View on GitHub

Zen of high load & high availability backend

Basic rules for a peaceful sleep

Introduction

I am the CTO of Joinup since early 2016, and by the end of the same year, we have a high availability (24x7) and high load backend (several thousand requests per minute). We are not on watch and we don’t have unexpected problems because we follow a list of basic rules: our Zen.

Spanish version

There is a spanish version of this zen. Please click here to go to spanish version

Our zen

Identify your bottlenecks.

Databases are one of the most common types of bottlenecks.

For each HTTP request, you must know, control, and optimize the number of queries made in the databases.

The speed of the query processing varies depending on its complexity. Comparing all the queries equally would be like comparing apples to oranges. For each HTTP request, you must also know, control, and optimize the total time the queries need to be executed against the databases.

Relational databases cannot be used for everything.

In the same way you must control and optimize the memory usage for each HTTP request.

If the memory usage increases… analyze why!

You can compare memory to savings. If you have available memory, you can splurge once in a while, but avoid splurging.

Lastly, control the overall time for each HTTP request.

All requests to external systems should have a timeout. It is better to amputate an arm than dying of gangrene

Have a background task system in your backend to maximize the foreground system’s speed (web server’s speed).

Whenever possible, requests to external systems should be made in the background.

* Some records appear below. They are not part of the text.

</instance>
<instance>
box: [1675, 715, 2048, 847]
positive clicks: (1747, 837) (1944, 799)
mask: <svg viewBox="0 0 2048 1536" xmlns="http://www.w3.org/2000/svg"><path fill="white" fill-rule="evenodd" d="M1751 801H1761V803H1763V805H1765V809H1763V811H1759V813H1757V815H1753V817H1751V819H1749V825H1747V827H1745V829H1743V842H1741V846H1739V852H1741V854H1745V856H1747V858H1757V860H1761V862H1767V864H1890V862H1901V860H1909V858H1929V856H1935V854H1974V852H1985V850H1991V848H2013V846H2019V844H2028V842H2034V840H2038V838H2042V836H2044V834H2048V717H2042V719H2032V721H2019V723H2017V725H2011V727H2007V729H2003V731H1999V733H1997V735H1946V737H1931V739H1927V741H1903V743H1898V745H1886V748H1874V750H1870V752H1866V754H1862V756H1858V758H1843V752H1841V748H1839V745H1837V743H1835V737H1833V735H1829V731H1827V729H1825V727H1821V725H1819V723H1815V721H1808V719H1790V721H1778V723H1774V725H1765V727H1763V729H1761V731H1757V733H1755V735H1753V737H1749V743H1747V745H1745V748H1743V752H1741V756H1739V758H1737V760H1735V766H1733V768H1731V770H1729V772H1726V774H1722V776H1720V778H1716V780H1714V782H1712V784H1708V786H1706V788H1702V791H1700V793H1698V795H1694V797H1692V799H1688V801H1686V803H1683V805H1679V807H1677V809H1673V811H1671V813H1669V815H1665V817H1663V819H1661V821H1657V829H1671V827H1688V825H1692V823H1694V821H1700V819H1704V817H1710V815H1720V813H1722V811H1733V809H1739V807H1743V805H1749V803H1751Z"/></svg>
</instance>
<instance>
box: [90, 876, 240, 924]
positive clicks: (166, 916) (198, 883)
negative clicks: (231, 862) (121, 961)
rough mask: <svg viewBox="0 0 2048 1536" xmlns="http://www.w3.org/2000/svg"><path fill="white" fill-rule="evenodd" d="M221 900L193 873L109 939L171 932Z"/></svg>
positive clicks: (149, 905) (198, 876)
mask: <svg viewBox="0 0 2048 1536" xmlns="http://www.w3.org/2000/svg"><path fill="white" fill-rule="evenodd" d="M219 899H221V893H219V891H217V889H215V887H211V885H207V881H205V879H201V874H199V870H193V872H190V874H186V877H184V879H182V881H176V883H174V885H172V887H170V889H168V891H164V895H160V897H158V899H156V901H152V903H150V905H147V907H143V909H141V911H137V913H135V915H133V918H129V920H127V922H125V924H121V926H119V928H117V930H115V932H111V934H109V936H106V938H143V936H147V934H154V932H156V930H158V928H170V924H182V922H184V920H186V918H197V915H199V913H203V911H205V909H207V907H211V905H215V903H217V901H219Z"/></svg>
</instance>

Trust me when I say that the vast majority of requests can be made in the background. The end user might lose some information but will benefit from a more robust system.

What you know, control, and optimize in the background should also be known, controlled, and optimized in the foreground (web server).

Do not break these rules when you are tempted by a non-technical reason.

If your temptation has a technical rationale, reflect on it before deciding on breaking these rules.

I don’t believe the Dutch are super-men; however, orange is my favorite color.

If you are responsible for the backend, you no longer report to your manager, you now report to the backend. Your backend can get you fired before your manager does.

Example of an implementation based on this Zen

  1. Web server: Django
  2. Task background system: celery
  3. Relational database: Postgresql
  4. Non-relational database: mongodb
  5. Middlewares that control the number of queries against the databases, their execution time, memory increase, and overall HTTP request time.
  6. Decorator for every celery task which controls the same thing that the middlewares do.